Sometimes sadness is just the last drop that overflows the barrel.

And to me that was always very visual because I could see the barrel below the front porch, and I could imagine a light rain overflowing it slowly. Sometimes a bad mood comes on just like that.

This is primarily the case I want to talk about – the bad mood for no reason. Yes, a person could stay in that mood for a long, long time. A person could decide not to go anywhere, do anything, no exercise, no going out to see friends, and just dwell and sulk in the bad mood.

But that bad mood would stay. That’s the problem. If you do nothing to get rid of it, it is very easy for a bad mood to stay around. Why do bad moods , if not countered, stick around?

  • Because people are inertia-prone. People prefer not to change things. So many products offer money-back guarantees… because people don’t return things once they receive them.
  • Because the more, the more. The more you go out and enjoy life and, for example, go bowling with other people, the more you’ll enjoy it and want to do this more. And the more you stay in bed and don’t do anything, the more you’ll want to do this.
  • Because something needs to occupy your mind space, and only actively driving out the bad mood can make it leave your mind space. Unless you push bad moods out of the way, bad moods do not leave on their own. A reason to go away does not “just appear”. One of two things has to happen: you find something that occupies your time more than the bad mood or the bad mood has to be so bad that you start to rebel against it (the bad mood may have influenced you to act in ways that do worse things to yourself). In both cases, you need to actively drop the bad mood (by focusing on something else or by rebelling against the bad mood) in order to move on.

So given that bad moods need to be actively shaken off, how generally do you do it?

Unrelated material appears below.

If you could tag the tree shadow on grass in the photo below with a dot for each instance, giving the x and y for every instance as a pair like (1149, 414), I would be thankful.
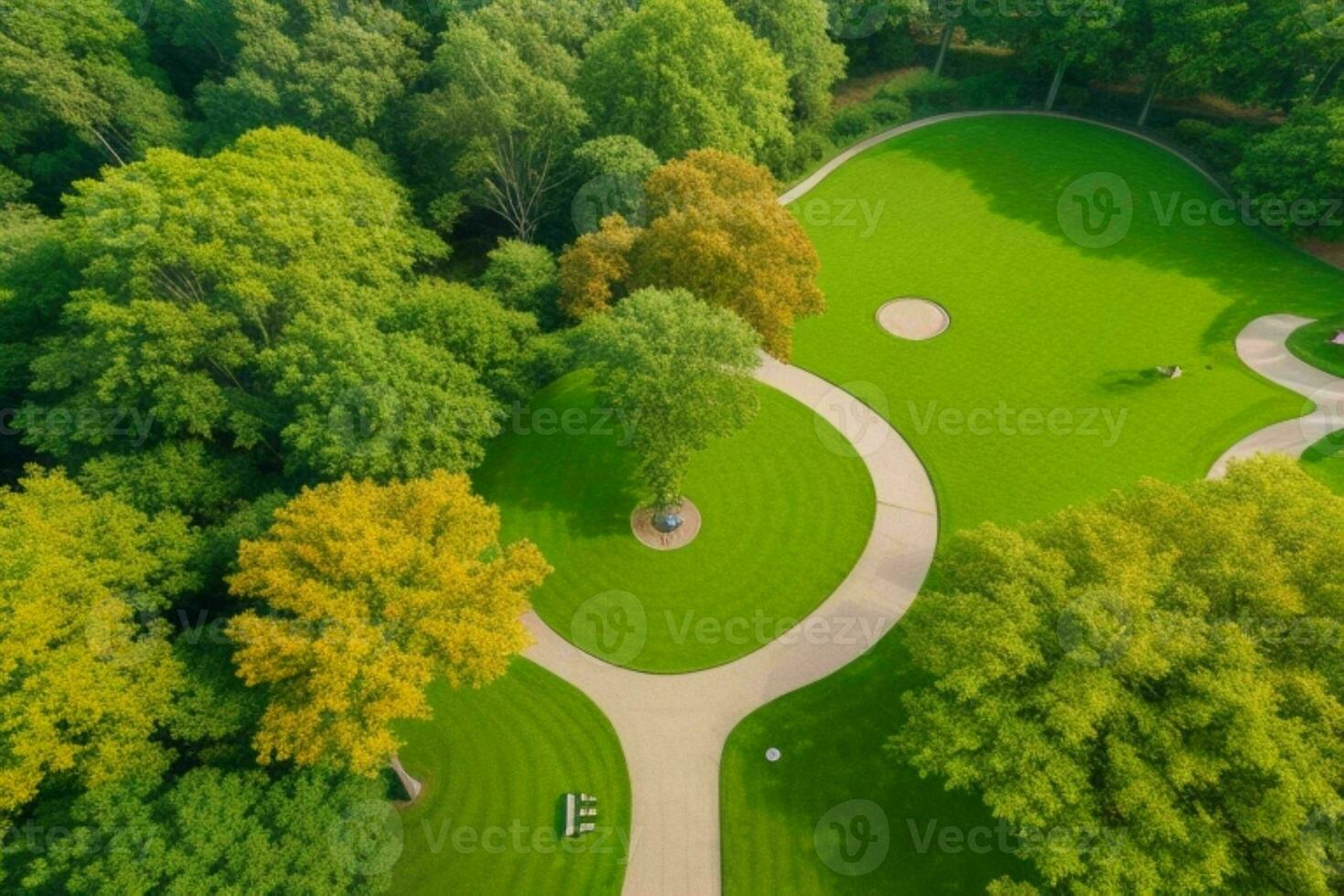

A friend of mine is a doctor, and when she was first in medical school, she decided that she’d do an experiment on herself. One week, she got terribly sick with a flu-like cold, and all the symptoms of headache, runny everything, no voice, drowsy… and her roommate got sick the same way. So they decided to see who would get better faster – one person was the control who would do nothing – just stay sick, sulk in it, stay in bed, grumble. And one person would take hot showers three times a day to clear up the breathing, wash off the old sickness, would put on clean clothes, clean sheets. Who do you think got better first? Voila, unsurprisingly, the girl who kept removing signs of the sickness.

So one answer is to know that you will need to take some action to shake the bad mood off (the metaphorical equivalent of lots of hot showers and change of clothings). If you’re trying to get out of your bad mood, what specifically should you do? To be addressed in detail tomorrow.

6 thoughts on “Should You Try to Get Out of a Bad Mood?

  1. Very interesting! I’ve been having some bad moods recently, and was attributing it to a negative drain, some state that I didn’t want to exist, but nevertheless did exist. The more of those that pile up, the more of a drain, and the less energy you have to be bouncy and in a good mood. It’s hard to be in a good mood when you don’t have any energy! At least, I think that’s the case. Although, maybe sleepy contentment is a counterexample. Hm.

    I’ve thought of energy balance for me as having a positive energy coming in from other people, and then positive energy going out. Negative energy should ideally go through me and not even be felt, but sometimes that does get processed into more bad vibes. It’s like that warm fuzzy story you posted a while ago.

  2. Hi Dave,
    I think that’s totally true – that good moods often go hand in hand with good energy. That’s why, in psychologists’ lists of the best 10 things you can do immediately to improve your happiness, EXERCISE is infallibly the #1 thing on the lists. (See here and here for example about the super-importance of exercise to mood).

    Energy. Adrenaline. Excitement. Adventure. Movement. Circulation. Goodbye bad mood. :) You’re absolutely right.

    (And here’s the story of the Warm Fuzzies – it is like that – it’s choosing to go for the good! The good-for-you, the good-mood, the just-plain good.)

    Thanks for the interesting comment!